Weather Talk

2018 Atlantic hurricane season comes to an end

(LOCAL 33) (FOX 44) - Friday, November 30 marks the official end of the 2018 Atlantic hurricane season and it was quite an active year.

2018 was the 4th consecutive year hurricane activity started before June 1 with Tropical Storm Alberto forming on May 25.

The 2018 season was also the first since 2008 to have 4 named storms active at the same time (Florence, Helene, Issac and Joyce).

Looking over the season as a whole, we had 15 named storms, 8 hurricanes and 2 major hurricanes. This compared to this year's "average" which called for 12 named storms, 6 hurricanes and 3 major hurricanes.

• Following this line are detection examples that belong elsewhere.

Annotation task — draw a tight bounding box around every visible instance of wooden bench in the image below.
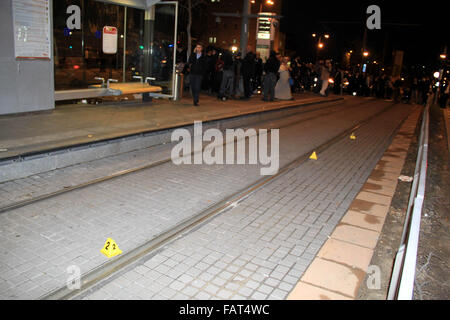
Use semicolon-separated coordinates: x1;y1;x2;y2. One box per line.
55;77;162;101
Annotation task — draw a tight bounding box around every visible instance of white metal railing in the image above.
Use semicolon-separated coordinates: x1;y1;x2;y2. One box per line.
387;103;430;300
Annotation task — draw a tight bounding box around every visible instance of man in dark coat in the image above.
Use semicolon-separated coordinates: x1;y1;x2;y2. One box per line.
263;51;280;101
241;51;255;99
188;44;207;107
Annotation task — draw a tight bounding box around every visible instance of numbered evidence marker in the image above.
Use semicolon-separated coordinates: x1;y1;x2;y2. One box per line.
100;238;122;258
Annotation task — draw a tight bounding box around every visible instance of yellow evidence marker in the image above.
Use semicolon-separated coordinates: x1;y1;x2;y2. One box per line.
100;238;122;258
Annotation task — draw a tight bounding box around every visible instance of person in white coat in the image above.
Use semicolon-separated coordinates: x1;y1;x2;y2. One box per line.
320;61;330;97
275;57;293;100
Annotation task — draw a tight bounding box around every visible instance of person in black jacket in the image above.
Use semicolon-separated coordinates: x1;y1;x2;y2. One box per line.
263;51;280;101
188;44;206;107
241;51;255;99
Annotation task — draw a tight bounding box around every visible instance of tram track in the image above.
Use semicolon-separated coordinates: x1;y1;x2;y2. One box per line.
41;99;407;300
0;97;369;214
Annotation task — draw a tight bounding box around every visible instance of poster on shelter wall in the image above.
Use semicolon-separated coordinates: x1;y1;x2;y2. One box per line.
12;0;51;59
103;26;118;54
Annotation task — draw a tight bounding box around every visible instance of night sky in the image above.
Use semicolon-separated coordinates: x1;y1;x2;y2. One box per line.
281;0;450;67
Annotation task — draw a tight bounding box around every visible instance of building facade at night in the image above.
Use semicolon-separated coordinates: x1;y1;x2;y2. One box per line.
195;0;285;57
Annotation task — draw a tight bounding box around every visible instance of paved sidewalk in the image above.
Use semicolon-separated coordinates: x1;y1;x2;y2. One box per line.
74;102;411;300
0;100;398;299
0;94;337;159
443;107;450;152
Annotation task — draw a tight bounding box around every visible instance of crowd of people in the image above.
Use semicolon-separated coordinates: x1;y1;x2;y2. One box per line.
183;44;448;106
182;44;293;106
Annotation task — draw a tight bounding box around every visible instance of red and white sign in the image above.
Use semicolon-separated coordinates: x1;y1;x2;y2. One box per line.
103;26;118;54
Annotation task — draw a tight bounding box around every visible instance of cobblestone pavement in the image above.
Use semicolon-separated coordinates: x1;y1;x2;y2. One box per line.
74;100;410;300
0;94;326;159
0;97;409;299
0;103;345;207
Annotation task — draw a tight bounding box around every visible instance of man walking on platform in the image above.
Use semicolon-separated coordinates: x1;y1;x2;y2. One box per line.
263;51;280;101
188;44;206;107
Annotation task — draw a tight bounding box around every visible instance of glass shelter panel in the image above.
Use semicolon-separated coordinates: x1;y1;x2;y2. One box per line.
150;2;177;96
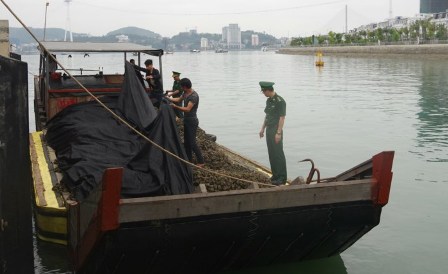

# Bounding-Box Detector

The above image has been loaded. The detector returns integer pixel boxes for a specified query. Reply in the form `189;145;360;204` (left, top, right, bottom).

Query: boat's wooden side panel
78;201;381;273
119;179;372;223
30;132;67;244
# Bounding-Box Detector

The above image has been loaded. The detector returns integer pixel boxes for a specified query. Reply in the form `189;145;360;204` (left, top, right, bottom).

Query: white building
201;37;208;50
115;34;129;43
251;34;260;47
222;24;241;49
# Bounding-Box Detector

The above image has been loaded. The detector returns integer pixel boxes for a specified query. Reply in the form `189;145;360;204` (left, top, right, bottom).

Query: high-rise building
222;24;241;49
420;0;448;13
201;37;208;50
251;34;260;47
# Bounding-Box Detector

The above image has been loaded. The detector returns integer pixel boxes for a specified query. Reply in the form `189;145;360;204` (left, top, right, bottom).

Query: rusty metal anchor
291;159;320;185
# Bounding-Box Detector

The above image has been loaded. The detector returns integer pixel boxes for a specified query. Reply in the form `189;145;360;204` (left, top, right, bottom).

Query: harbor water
22;51;448;274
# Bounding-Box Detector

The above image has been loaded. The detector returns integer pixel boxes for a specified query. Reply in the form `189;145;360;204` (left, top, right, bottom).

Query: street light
44;1;50;41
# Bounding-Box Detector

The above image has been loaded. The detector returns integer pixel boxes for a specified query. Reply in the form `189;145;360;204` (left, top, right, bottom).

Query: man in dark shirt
166;71;184;118
259;82;287;185
168;78;204;167
134;59;163;107
129;59;145;87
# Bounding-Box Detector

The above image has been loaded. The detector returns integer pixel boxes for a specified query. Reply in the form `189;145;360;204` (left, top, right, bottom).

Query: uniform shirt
264;93;286;126
173;81;184;98
182;90;199;118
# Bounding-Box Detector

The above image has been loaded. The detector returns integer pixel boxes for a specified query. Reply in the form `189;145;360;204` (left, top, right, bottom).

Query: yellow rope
0;0;274;187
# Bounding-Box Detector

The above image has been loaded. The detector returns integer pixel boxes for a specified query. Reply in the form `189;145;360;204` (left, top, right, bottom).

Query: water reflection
416;60;448;162
222;255;347;274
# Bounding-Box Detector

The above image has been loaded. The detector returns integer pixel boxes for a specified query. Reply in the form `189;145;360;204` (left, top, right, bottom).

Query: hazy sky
0;0;420;38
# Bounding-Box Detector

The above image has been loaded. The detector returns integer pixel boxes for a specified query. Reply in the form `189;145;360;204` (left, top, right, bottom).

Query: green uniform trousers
266;126;287;183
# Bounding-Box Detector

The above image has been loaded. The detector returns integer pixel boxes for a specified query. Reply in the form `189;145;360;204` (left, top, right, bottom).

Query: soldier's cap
260;81;275;89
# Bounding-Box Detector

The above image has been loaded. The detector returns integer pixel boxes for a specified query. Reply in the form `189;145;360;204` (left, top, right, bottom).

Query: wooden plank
29;134;47;206
331;159;373;181
372;151;395;206
119;179;372;223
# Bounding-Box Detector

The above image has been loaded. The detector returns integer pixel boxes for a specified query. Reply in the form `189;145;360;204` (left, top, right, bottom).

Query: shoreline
277;44;448;58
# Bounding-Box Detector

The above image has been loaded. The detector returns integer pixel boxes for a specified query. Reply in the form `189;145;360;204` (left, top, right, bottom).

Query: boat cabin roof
41;41;163;56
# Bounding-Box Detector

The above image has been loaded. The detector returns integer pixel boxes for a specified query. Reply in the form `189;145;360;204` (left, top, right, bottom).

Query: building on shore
201;37;208;50
420;0;448;13
222;24;241;49
251;34;260;47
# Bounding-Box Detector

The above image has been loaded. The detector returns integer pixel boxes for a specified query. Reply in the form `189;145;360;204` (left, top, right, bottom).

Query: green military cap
260;81;275;89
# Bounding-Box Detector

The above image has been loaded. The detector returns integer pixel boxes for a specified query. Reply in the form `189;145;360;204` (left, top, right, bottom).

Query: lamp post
44;1;50;41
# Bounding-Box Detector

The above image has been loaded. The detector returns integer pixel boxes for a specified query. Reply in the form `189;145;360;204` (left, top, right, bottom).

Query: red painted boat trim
372;151;395;206
48;88;121;93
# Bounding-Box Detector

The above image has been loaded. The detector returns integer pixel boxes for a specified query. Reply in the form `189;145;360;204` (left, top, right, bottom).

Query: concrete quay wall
278;44;448;58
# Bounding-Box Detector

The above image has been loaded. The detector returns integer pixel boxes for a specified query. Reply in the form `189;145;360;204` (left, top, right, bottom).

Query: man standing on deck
259;82;287;185
168;78;204;167
134;59;163;108
129;59;145;87
166;71;184;118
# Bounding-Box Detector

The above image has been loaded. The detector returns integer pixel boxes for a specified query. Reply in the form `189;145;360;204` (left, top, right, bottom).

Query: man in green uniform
259;82;287;185
166;71;184;118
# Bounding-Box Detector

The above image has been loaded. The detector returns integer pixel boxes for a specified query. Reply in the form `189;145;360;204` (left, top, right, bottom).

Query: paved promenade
278;44;448;58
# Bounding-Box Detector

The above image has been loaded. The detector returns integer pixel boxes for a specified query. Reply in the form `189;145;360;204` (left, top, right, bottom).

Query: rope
0;0;275;187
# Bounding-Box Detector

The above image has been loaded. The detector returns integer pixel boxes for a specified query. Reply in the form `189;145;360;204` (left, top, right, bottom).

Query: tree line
291;19;448;46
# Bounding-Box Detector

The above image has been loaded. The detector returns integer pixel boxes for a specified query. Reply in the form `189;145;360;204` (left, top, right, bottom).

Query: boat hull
81;201;381;273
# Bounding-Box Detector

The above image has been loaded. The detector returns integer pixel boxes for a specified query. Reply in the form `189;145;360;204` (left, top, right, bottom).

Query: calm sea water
23;49;448;274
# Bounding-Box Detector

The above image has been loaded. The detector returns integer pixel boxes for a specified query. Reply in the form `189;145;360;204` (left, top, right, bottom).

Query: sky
0;0;420;38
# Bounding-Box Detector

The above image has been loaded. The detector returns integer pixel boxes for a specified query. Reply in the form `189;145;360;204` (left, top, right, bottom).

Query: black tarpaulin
118;62;157;128
46;62;193;200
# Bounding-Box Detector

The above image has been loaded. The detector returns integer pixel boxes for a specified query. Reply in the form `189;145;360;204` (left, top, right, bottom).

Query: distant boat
315;51;324;67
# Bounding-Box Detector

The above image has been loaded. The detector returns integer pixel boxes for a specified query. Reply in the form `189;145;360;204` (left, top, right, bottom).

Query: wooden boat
30;42;394;273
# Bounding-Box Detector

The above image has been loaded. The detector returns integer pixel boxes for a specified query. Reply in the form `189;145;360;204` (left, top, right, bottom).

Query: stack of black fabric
46;63;193;200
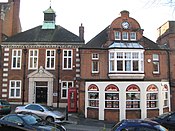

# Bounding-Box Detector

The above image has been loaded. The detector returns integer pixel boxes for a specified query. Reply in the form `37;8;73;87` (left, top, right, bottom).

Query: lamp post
22;48;27;105
57;47;61;108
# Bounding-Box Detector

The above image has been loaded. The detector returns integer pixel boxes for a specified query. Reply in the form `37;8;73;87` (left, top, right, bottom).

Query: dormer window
115;31;121;40
122;32;128;40
130;32;136;40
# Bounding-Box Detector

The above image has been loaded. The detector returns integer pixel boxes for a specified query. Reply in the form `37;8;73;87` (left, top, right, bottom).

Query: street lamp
57;47;61;108
22;48;27;105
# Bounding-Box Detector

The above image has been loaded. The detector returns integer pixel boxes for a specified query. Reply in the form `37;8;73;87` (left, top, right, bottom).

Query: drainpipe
22;48;27;105
57;47;61;108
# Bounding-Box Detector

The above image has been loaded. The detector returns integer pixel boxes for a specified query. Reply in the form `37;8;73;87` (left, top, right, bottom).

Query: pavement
12;105;115;131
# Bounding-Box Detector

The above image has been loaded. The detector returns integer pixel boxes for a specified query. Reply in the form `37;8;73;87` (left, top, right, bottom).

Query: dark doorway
36;87;47;105
35;82;48;105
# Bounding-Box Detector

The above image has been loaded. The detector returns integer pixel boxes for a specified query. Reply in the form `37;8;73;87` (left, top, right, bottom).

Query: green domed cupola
42;6;56;29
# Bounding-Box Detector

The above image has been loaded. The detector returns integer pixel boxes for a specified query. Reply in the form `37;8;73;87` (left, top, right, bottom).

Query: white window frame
114;31;121;40
61;81;74;99
45;49;56;69
9;80;21;98
146;91;158;109
122;32;128;40
28;49;39;69
109;49;144;73
130;32;136;41
11;49;22;69
153;54;160;74
62;49;73;70
92;53;99;73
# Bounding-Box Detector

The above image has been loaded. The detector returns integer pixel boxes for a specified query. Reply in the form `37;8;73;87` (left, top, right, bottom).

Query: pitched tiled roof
83;26;109;48
5;25;84;43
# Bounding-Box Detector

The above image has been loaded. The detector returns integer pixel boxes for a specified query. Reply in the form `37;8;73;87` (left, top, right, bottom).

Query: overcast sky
20;0;175;42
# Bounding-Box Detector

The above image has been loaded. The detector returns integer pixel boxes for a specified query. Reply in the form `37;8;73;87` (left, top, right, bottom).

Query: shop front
85;81;170;121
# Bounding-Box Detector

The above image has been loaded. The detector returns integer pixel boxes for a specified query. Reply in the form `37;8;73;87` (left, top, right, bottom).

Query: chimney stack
79;23;84;41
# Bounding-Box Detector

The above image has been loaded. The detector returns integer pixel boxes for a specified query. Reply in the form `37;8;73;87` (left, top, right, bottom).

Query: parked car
0;99;11;115
112;119;167;131
0;114;66;131
15;104;65;122
150;112;175;131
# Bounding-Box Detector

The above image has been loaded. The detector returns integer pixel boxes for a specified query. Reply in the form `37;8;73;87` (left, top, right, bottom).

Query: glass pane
10;89;15;97
125;60;131;71
117;61;123;71
133;60;139;71
16;81;20;87
16;89;20;97
110;60;114;71
11;81;15;87
62;89;67;97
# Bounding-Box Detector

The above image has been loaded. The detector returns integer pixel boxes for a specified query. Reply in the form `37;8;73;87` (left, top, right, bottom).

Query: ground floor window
61;81;73;99
126;84;140;109
147;84;158;108
105;85;119;108
88;84;99;107
9;80;21;98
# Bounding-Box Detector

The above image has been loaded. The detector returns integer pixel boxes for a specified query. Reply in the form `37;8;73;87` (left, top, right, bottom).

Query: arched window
162;84;168;107
126;84;140;109
105;84;119;108
88;84;99;107
147;84;158;108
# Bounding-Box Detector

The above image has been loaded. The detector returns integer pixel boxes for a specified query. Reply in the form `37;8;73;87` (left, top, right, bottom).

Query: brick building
157;21;175;111
79;10;171;121
1;7;84;107
0;0;21;41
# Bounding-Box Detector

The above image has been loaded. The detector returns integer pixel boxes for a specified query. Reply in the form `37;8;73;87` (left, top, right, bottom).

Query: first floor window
109;50;144;73
63;50;73;70
9;80;21;98
114;31;121;40
61;81;73;99
29;50;38;69
88;84;99;107
92;61;99;73
153;54;159;73
12;49;22;69
46;50;55;69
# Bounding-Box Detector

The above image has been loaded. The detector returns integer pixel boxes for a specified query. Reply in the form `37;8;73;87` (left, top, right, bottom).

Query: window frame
11;49;22;69
109;49;144;73
28;49;39;69
105;85;120;109
62;49;73;70
130;32;137;41
92;53;99;73
87;84;100;108
146;84;159;109
45;49;56;70
122;31;129;40
152;54;160;74
114;31;121;40
9;80;21;98
61;81;74;99
126;84;141;110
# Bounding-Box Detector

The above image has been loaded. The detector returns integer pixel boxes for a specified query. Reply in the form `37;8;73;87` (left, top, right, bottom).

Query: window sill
108;73;145;79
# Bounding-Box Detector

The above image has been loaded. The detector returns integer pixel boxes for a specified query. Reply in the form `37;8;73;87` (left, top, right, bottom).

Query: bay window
126;84;140;109
88;84;99;107
109;50;144;73
147;84;158;108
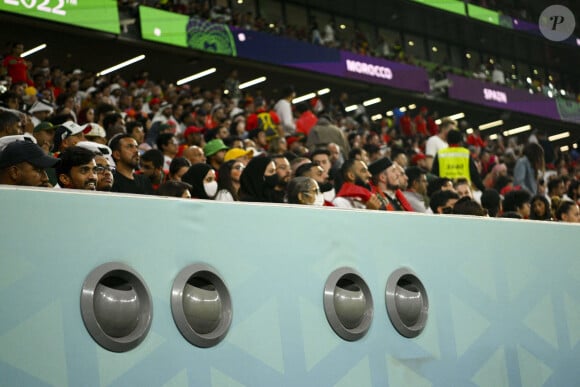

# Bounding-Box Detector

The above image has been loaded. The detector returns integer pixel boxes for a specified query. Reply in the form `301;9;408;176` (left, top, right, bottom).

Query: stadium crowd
0;43;580;222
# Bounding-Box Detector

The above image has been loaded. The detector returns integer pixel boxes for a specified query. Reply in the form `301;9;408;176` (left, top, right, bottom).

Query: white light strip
292;93;316;104
503;125;532;136
548;132;570;141
363;97;381;106
479;120;503;130
449;113;465;120
238;77;266;90
20;43;46;58
97;55;145;77
176;67;217;86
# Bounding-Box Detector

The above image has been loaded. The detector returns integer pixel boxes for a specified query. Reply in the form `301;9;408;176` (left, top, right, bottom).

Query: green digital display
467;4;499;26
0;0;121;34
413;0;465;16
139;6;236;56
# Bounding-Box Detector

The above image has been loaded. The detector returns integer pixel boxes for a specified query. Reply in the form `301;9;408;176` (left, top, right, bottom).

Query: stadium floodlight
363;97;381;106
292;93;316;104
97;54;145;77
478;120;503;130
20;43;46;58
503;125;532;137
238;77;267;90
176;67;216;86
548;132;570;142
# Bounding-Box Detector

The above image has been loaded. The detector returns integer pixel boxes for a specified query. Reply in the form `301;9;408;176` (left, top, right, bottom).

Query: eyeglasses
95;165;115;174
79;165;115;175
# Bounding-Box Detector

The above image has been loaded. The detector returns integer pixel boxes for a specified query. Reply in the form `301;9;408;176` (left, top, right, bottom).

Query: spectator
240;156;279;203
109;133;154;195
56;146;97;191
0;141;59;187
181;164;218;200
287;176;324;206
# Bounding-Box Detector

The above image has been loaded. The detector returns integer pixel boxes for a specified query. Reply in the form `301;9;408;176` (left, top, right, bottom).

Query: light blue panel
0;187;580;386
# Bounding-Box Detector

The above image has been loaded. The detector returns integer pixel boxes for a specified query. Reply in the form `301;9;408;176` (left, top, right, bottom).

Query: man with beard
270;155;291;203
109;133;155;195
369;157;413;211
332;159;381;210
0;141;58;187
56;146;98;191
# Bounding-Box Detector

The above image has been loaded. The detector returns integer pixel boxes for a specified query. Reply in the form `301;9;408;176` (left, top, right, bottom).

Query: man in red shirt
2;43;34;86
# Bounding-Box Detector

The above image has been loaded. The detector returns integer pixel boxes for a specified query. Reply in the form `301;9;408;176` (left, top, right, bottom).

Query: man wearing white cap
53;121;91;155
28;99;54;127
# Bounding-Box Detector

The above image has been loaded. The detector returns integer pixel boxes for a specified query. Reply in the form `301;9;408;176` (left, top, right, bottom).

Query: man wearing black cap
332;159;381;210
369;157;413;211
431;130;485;192
0;141;59;187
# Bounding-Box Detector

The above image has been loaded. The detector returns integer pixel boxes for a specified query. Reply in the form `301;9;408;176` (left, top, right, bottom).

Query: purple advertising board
232;28;429;93
448;74;561;120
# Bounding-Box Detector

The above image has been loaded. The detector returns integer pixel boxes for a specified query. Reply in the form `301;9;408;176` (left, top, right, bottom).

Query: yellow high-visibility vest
437;147;471;182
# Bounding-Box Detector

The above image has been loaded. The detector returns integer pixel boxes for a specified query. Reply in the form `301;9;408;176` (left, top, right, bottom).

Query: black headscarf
240;156;274;202
181;163;212;199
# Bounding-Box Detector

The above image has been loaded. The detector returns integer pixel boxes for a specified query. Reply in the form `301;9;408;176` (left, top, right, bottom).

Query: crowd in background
119;0;580;102
0;38;580;221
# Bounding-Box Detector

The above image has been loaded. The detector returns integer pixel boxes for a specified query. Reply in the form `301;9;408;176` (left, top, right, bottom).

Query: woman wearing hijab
240;156;280;203
181;163;217;200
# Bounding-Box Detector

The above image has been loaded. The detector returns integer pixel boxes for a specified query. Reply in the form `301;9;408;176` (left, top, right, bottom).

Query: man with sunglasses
56;146;104;191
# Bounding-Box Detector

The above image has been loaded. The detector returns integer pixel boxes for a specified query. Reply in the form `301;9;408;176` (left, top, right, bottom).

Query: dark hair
556;200;576;221
218;160;240;201
340;159;357;181
55;146;95;178
156;133;175;151
503;189;532;212
169;157;191;176
0;110;20;132
568;179;580;201
429;190;459;214
405;167;427;187
286;176;318;204
125;121;144;134
109;133;133;152
481;188;501;218
102;113;123;130
427;177;452;197
141;149;165;168
294;163;318;177
530;195;552;220
348;147;366;159
453;196;487;216
548;176;564;193
157;180;191;198
523;142;545;172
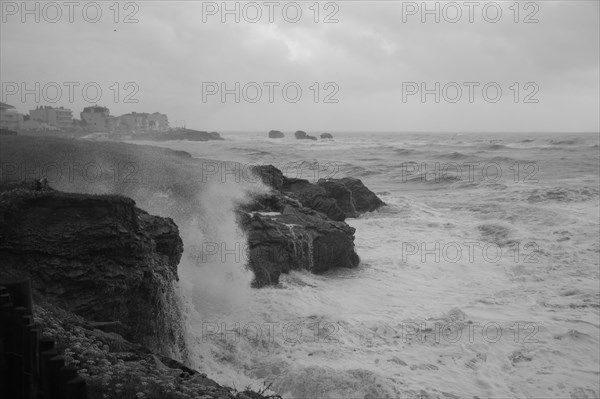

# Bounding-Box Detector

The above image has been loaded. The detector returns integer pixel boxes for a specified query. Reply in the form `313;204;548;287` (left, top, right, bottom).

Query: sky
0;0;600;133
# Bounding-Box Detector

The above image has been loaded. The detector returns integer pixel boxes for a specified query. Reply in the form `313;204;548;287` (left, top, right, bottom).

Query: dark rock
269;130;285;139
237;165;385;287
294;130;306;140
239;193;359;287
0;128;18;136
294;130;317;140
0;182;183;355
317;179;359;218
281;179;346;221
251;165;287;191
330;177;385;213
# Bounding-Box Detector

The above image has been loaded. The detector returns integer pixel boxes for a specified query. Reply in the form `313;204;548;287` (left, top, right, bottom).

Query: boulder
332;177;385;214
237;165;385;287
252;165;385;221
294;130;317;140
281;178;346;222
317;179;359;218
0;182;184;358
269;130;285;139
251;165;287;191
294;130;307;140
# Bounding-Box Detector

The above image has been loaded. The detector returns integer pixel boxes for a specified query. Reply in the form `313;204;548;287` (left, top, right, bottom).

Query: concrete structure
80;105;115;132
29;106;73;129
0;103;23;130
117;112;169;134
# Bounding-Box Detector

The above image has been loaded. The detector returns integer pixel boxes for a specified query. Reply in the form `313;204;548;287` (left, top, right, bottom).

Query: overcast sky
0;0;600;132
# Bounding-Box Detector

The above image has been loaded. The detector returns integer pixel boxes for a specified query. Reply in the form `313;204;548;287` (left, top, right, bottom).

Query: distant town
0;102;180;136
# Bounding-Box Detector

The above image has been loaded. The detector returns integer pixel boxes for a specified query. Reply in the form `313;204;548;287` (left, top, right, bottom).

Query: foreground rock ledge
0;182;184;358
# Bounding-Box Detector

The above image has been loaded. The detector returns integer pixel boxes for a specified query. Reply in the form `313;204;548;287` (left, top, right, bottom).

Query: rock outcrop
253;165;385;221
0;181;184;358
238;165;384;287
269;130;285;139
239;193;359;287
317;177;385;217
294;130;317;140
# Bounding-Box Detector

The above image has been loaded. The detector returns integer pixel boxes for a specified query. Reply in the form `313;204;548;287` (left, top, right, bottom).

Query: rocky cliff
0;182;184;359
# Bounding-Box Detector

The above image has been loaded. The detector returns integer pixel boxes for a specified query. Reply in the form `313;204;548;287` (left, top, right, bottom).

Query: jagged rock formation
294;130;317;140
0;181;184;359
269;130;285;139
238;165;384;287
317;177;385;217
239;193;359;287
253;165;385;221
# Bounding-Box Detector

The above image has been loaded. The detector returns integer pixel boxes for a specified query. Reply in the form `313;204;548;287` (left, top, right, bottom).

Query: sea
134;132;600;399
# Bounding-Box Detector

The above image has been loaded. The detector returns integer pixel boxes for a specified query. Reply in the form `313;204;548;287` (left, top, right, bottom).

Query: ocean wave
486;144;508;151
527;186;600;203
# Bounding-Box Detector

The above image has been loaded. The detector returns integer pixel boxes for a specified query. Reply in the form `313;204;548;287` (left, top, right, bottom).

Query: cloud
0;1;600;131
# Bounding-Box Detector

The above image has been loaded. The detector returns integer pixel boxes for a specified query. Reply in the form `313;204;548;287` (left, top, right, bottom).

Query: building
118;112;149;134
0;102;23;130
80;105;116;132
29;106;73;129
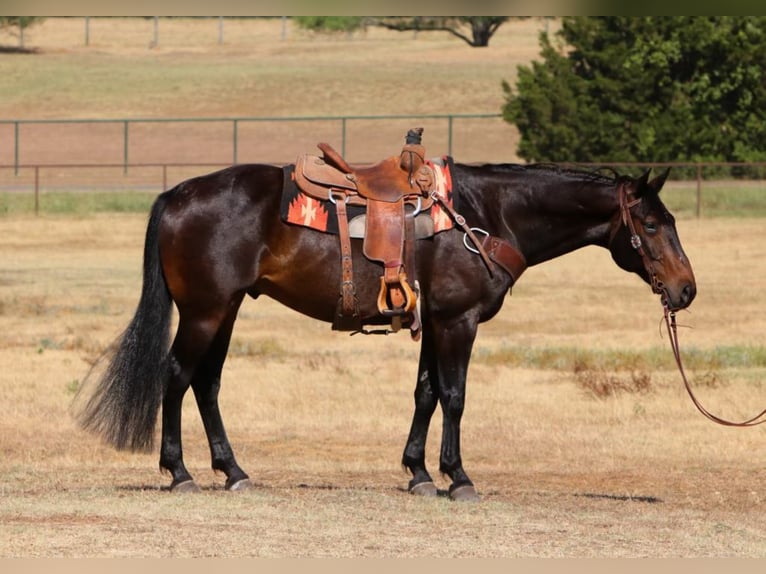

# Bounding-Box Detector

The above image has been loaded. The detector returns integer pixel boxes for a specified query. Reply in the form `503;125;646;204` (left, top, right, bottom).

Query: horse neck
460;166;619;266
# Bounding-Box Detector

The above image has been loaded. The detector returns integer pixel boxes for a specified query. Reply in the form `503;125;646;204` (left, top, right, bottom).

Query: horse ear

Throughout the season the NOAA Hurricane Hunters spent over 580 hours flying through storms to provide us with valuable data used for forecasting, research and emergency response plans. 

The two major hurricanes that resulted in catastrophic damage along the U.S. coastline were Hurricane Florence and Hurricane Michael.

Florence was a long lived storm that formed off the coast of Africa on August 31 and lasted through September 17.

Hurricane Florence was a category 4 storm at it's strongest point with sustained wind speeds of 140 mph before making landfall along the North Carolina Coast as a weak category 1 storm.

Don't let that category fool you because Florence was a slow moving storm resulting in flooding and a life-threatening storm surge.

Florence was also a record breaking storm as rivers broke their record flood levels.

The final river crested a month after Florence made landfall. 

Hurricane Michael was the strongest hurricane on record, striking the Florida Panhandle as a strong category 4 storm with sustained wind speeds of 155 mph.

This made Michael the strongest storm to make landfall along the U.S. in terms of wind speed.

Michael was also the third most intense hurricane to make landfall in the continental U.S. on record in terms of central pressure (919 mb).

Looking back the 2018 season it fell within NOAA's original 2018 hurricane outlook ranges; however, the 2018 season was more active than the revised NOAA outlook that came out in early August. 

With another hurricane season under our belts, it's time to learn from these storms and be prepared for the 2019 hurricane season.